Yeah, I'm good with that analysis of the semantic flip. In a few years, other lexicographers may add the latest informal sense to the ancient word "good": "satisfied by; untroubled with; prepared to find acceptable."
If I'm right, the new usage will be with us not just for the nonce, but for good. If mistaken, I made my bad and will have to lie in it.
EPISTLE DEDICATORY
The dedication page in most books is sincerely unimaginative. John Zubal, the Cleveland antiquarian bookseller who occasionally ships me a box of old language books to donate to the Syracuse University library, sent along Dedications, a 1913 anthology that shows how the dedication page began in ancient obeisance of authors to their royal patrons or ecclesiastical protectors, then bogged down in platitudinous salutes to family members "without whom ..."
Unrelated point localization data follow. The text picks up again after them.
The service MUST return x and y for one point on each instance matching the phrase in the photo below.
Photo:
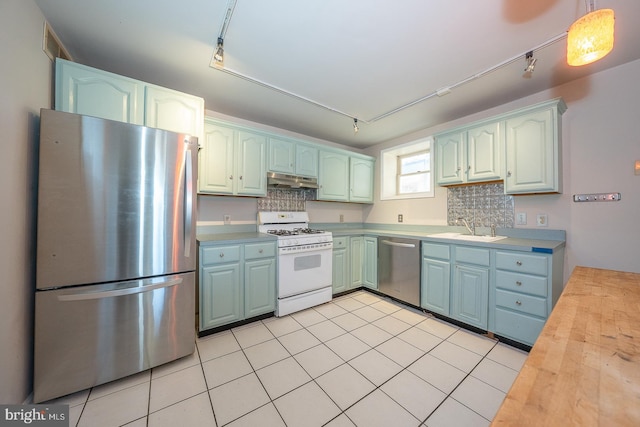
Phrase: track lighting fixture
(218, 56)
(590, 37)
(531, 64)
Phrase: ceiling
(322, 63)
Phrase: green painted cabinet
(90, 91)
(470, 154)
(435, 280)
(533, 150)
(470, 285)
(232, 161)
(345, 178)
(292, 157)
(235, 282)
(340, 273)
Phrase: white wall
(25, 88)
(600, 146)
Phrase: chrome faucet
(472, 228)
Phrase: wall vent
(51, 44)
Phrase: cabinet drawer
(520, 302)
(220, 254)
(519, 261)
(471, 255)
(340, 242)
(519, 327)
(535, 285)
(435, 250)
(259, 250)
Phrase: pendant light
(590, 37)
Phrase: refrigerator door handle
(91, 295)
(188, 203)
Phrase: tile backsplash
(286, 199)
(481, 204)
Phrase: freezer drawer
(89, 335)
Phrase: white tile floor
(359, 360)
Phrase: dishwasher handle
(398, 244)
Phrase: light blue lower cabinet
(230, 293)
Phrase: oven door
(304, 271)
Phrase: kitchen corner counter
(584, 368)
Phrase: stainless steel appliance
(304, 260)
(399, 268)
(116, 254)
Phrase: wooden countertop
(584, 368)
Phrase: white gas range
(304, 260)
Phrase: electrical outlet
(521, 218)
(542, 220)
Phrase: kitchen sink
(468, 237)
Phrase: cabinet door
(450, 158)
(435, 285)
(306, 160)
(370, 267)
(216, 160)
(260, 287)
(361, 180)
(470, 295)
(356, 252)
(85, 90)
(281, 156)
(174, 111)
(340, 273)
(252, 164)
(333, 177)
(531, 153)
(484, 148)
(220, 295)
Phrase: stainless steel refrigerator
(116, 251)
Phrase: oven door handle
(398, 244)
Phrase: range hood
(280, 180)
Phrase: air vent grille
(51, 44)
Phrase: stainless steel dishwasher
(399, 268)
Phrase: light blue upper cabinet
(85, 90)
(361, 180)
(174, 111)
(533, 150)
(333, 176)
(282, 156)
(306, 160)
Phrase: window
(406, 171)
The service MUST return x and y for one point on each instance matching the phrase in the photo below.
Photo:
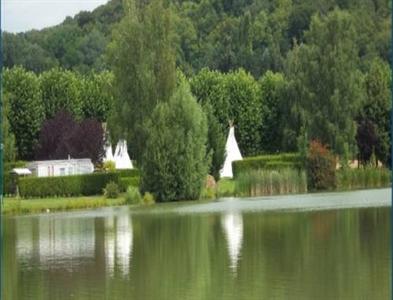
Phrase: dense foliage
(321, 167)
(26, 109)
(312, 69)
(76, 185)
(223, 35)
(62, 136)
(266, 162)
(31, 99)
(175, 165)
(142, 58)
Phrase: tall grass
(270, 182)
(349, 179)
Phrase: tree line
(286, 73)
(221, 35)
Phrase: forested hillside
(219, 34)
(286, 72)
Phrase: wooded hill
(219, 34)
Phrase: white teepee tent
(232, 154)
(108, 153)
(122, 159)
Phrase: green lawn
(13, 206)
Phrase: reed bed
(271, 182)
(363, 178)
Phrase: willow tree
(175, 162)
(143, 60)
(26, 110)
(325, 83)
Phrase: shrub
(86, 185)
(148, 199)
(271, 182)
(208, 193)
(125, 182)
(270, 162)
(348, 179)
(128, 173)
(109, 166)
(225, 188)
(111, 190)
(321, 167)
(175, 163)
(133, 196)
(63, 136)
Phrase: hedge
(349, 179)
(267, 162)
(128, 173)
(77, 185)
(8, 178)
(125, 182)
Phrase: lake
(314, 246)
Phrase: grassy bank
(363, 178)
(16, 206)
(267, 182)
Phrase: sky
(23, 15)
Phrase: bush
(321, 167)
(128, 173)
(208, 193)
(133, 196)
(9, 180)
(111, 190)
(125, 182)
(109, 166)
(348, 179)
(148, 199)
(225, 188)
(269, 162)
(86, 185)
(271, 182)
(175, 162)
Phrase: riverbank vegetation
(311, 79)
(17, 206)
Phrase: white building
(108, 153)
(122, 159)
(63, 167)
(232, 153)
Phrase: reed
(363, 178)
(270, 182)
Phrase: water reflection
(118, 243)
(48, 239)
(338, 254)
(232, 223)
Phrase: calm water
(231, 249)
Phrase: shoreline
(362, 198)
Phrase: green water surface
(230, 249)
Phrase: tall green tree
(325, 84)
(143, 59)
(216, 140)
(175, 162)
(376, 110)
(243, 94)
(97, 96)
(61, 92)
(208, 88)
(26, 110)
(272, 87)
(8, 136)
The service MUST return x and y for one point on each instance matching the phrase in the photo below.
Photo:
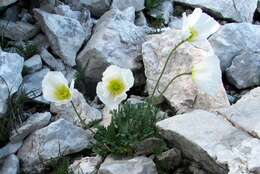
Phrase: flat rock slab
(238, 10)
(245, 114)
(213, 142)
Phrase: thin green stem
(172, 80)
(165, 65)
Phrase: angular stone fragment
(182, 92)
(66, 35)
(212, 141)
(33, 123)
(58, 138)
(18, 30)
(137, 165)
(238, 10)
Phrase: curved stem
(174, 78)
(166, 62)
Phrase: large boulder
(66, 35)
(58, 138)
(116, 40)
(240, 11)
(212, 141)
(183, 91)
(137, 165)
(11, 66)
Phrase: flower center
(116, 87)
(62, 92)
(194, 34)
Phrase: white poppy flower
(207, 74)
(198, 25)
(115, 83)
(55, 88)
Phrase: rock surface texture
(238, 10)
(182, 92)
(66, 35)
(225, 142)
(11, 65)
(59, 137)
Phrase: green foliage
(28, 50)
(131, 124)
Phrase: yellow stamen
(194, 34)
(116, 87)
(62, 92)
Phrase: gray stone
(233, 40)
(51, 61)
(66, 111)
(169, 159)
(58, 138)
(33, 123)
(182, 92)
(116, 40)
(4, 3)
(244, 71)
(66, 35)
(11, 65)
(18, 30)
(10, 166)
(86, 165)
(212, 141)
(238, 10)
(9, 149)
(33, 64)
(164, 11)
(124, 4)
(137, 165)
(245, 113)
(33, 82)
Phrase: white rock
(213, 142)
(183, 91)
(10, 166)
(33, 123)
(238, 10)
(66, 111)
(137, 165)
(58, 138)
(116, 40)
(11, 65)
(33, 64)
(245, 113)
(235, 39)
(86, 165)
(124, 4)
(18, 30)
(9, 149)
(66, 35)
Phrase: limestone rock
(18, 30)
(124, 4)
(212, 141)
(66, 35)
(59, 137)
(238, 10)
(233, 40)
(33, 123)
(33, 64)
(66, 111)
(116, 40)
(11, 65)
(10, 165)
(86, 165)
(137, 165)
(9, 149)
(182, 92)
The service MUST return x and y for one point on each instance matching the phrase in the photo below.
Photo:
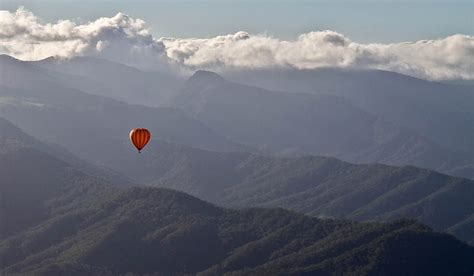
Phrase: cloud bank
(124, 39)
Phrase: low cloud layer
(128, 40)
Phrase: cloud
(448, 58)
(128, 40)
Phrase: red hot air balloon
(140, 137)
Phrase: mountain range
(57, 220)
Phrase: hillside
(442, 112)
(75, 226)
(300, 124)
(56, 220)
(12, 138)
(114, 80)
(94, 128)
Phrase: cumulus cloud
(121, 38)
(128, 40)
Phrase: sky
(364, 21)
(426, 39)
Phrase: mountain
(59, 221)
(92, 127)
(111, 79)
(300, 124)
(440, 111)
(12, 137)
(317, 186)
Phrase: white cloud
(128, 40)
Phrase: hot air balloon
(140, 137)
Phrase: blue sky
(362, 20)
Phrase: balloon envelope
(140, 137)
Ben Jonson, the often-panned playwright who was Shakespeare's contemporary, was having none of such obsequiousness or sentimentality in 1631: "To the Reader, if thou be such, I make thee my patron, and dedicate the piece to thee. ... Fare thee well, and fall to. Read."
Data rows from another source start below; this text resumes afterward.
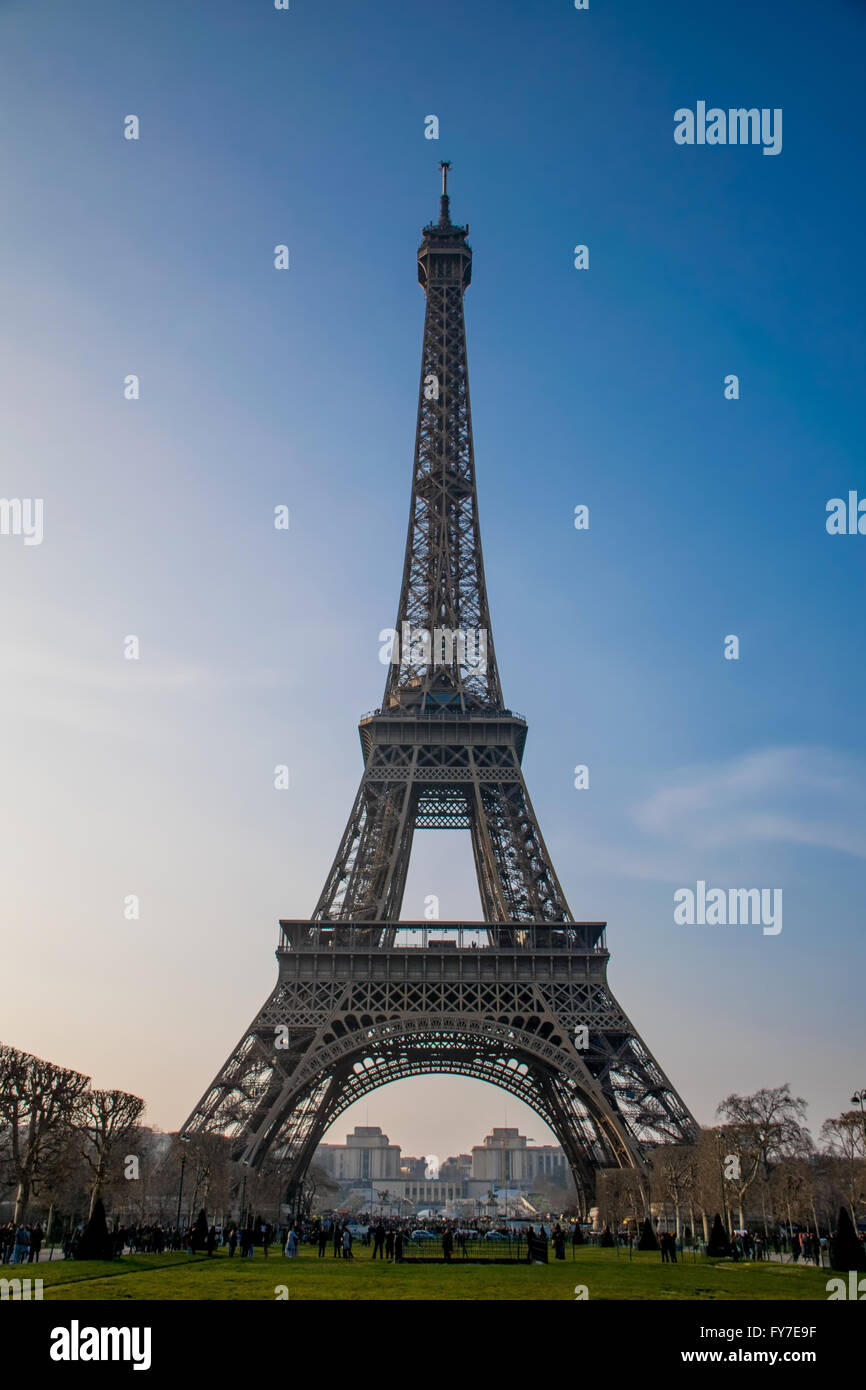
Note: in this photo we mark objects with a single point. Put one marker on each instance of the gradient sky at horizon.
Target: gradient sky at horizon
(263, 388)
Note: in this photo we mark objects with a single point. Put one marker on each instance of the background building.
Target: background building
(503, 1161)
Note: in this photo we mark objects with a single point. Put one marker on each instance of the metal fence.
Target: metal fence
(510, 1248)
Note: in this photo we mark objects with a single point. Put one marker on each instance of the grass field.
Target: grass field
(605, 1275)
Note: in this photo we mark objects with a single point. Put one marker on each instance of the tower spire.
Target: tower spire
(445, 200)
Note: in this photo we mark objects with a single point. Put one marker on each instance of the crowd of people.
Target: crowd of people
(391, 1241)
(20, 1244)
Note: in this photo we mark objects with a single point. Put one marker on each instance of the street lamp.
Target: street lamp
(177, 1223)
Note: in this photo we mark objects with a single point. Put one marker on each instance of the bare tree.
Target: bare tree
(845, 1140)
(761, 1130)
(38, 1101)
(674, 1178)
(106, 1121)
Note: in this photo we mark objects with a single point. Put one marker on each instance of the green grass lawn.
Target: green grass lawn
(603, 1273)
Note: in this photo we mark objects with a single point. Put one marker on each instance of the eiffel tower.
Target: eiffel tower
(519, 1000)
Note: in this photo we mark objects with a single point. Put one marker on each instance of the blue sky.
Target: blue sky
(601, 387)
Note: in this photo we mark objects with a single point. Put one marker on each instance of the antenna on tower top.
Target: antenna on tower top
(444, 205)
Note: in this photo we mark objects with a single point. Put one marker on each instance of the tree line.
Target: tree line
(66, 1144)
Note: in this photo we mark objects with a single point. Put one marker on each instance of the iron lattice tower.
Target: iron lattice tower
(520, 1000)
Benjamin Disraeli, in his 1826 Vivian Grey, added a note about his readership: "To the Best and Greatest of Men, I dedicate these volumes. He for whom it is intended, will accept and appreciate the compliment. Those for whom it is not intended, will do the same."
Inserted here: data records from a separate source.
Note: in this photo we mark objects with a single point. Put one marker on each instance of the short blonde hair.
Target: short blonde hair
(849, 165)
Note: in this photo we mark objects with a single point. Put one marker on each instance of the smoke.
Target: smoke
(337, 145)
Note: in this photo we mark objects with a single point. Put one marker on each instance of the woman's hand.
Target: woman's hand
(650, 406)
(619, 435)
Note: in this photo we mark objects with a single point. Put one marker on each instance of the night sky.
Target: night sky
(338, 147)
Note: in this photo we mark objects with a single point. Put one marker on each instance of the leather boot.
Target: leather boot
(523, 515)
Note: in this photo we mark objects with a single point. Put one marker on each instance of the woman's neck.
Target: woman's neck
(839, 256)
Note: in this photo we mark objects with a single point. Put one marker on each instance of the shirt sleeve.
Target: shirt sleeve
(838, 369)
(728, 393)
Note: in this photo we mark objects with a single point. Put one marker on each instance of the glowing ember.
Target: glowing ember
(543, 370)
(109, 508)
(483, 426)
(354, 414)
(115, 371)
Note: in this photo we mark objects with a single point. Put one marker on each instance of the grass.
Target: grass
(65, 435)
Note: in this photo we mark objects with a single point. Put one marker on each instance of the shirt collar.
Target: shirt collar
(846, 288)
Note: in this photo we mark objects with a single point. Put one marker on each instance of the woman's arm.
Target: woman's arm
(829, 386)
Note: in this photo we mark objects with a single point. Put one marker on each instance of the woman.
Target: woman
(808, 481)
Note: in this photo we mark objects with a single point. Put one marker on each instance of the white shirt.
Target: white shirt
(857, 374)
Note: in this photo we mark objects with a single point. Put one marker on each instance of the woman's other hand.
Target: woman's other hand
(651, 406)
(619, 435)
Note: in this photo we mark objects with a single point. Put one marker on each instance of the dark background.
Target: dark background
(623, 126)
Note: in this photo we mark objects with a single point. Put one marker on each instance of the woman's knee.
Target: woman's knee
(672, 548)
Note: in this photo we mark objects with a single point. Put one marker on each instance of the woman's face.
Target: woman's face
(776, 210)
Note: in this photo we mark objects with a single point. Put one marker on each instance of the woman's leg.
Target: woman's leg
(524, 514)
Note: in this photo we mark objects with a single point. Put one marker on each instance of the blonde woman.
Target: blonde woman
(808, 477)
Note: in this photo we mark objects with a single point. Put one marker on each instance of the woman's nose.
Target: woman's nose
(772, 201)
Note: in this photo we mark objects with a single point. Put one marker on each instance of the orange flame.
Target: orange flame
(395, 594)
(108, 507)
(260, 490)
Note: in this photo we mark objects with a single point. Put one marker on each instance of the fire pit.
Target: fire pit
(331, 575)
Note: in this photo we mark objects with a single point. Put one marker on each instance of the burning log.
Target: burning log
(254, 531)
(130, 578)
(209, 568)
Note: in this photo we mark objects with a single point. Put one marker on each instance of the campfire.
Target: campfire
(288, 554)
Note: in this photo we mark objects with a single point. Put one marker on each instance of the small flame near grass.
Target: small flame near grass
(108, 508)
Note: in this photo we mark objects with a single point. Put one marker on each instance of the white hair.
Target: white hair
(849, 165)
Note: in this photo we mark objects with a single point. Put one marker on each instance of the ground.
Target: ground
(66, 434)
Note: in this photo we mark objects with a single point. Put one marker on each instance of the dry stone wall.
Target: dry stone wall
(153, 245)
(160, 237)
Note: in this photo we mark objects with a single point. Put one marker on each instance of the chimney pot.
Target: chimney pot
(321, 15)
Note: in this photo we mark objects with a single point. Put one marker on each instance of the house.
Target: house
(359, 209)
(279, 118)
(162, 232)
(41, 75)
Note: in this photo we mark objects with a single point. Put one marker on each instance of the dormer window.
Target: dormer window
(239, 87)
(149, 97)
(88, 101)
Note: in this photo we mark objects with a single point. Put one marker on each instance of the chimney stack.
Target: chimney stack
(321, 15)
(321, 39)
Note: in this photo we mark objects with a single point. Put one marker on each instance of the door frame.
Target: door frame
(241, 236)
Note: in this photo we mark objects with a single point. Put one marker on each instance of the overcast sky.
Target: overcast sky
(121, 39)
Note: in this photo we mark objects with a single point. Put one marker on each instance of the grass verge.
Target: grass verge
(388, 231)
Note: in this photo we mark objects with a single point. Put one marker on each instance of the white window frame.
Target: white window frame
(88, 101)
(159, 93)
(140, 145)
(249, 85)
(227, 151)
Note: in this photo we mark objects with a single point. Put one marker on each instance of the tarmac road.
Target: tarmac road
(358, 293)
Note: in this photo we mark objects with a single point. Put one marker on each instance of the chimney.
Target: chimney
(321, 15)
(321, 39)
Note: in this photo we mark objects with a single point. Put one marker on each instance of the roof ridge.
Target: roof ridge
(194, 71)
Here is Mark Twain in 1897, writing self-mockingly in a copy of his Following the Equator: "This book is affectionately inscribed to my young friend Harry Rogers, with recognition of what he is, and apprehension of what he may become unless he form himself a little more closely upon the model of The Author."
That last is an inscription, a personal form of a book's dedication and the most valuable of all to the recipient. Even as the printed dedication page shows a lack of creativity, now and then a personal inscription shows a flash of personality. The director Alfred Hitchcock signed a biography about him with a cartoon of himself; the poet Ogden Nash, master of the unexpected rhyme, signed a collection of his poems "to an interviewer whose heart is pure" (the author of a book about mistakes in grammar signs his "with every best wishes").
Why do readers, or at least buyers, line up to have books signed by authors on book tours? One reason is that the author may someday become famous and that that signed copy of the book will become a rarity, selling for a bundle. A better reason is that an inscription, especially with the reader's name included, establishes a remote bond with the author, making the book a collector's item unlikely to be thrown or given away. If that's so, shouldn't authors give more attention to the printed dedication page, aiming it not just to the specific dedicatee but personally relating it to many of the other readers?
I once appeared on a television panel with the novelist James Michener and took along a first edition of Tales of the South Pacific, his first book, for him to sign.
He said: "I'll be glad to, but there's something you should know. What you have here may be a great rarity -- the only unsigned copy."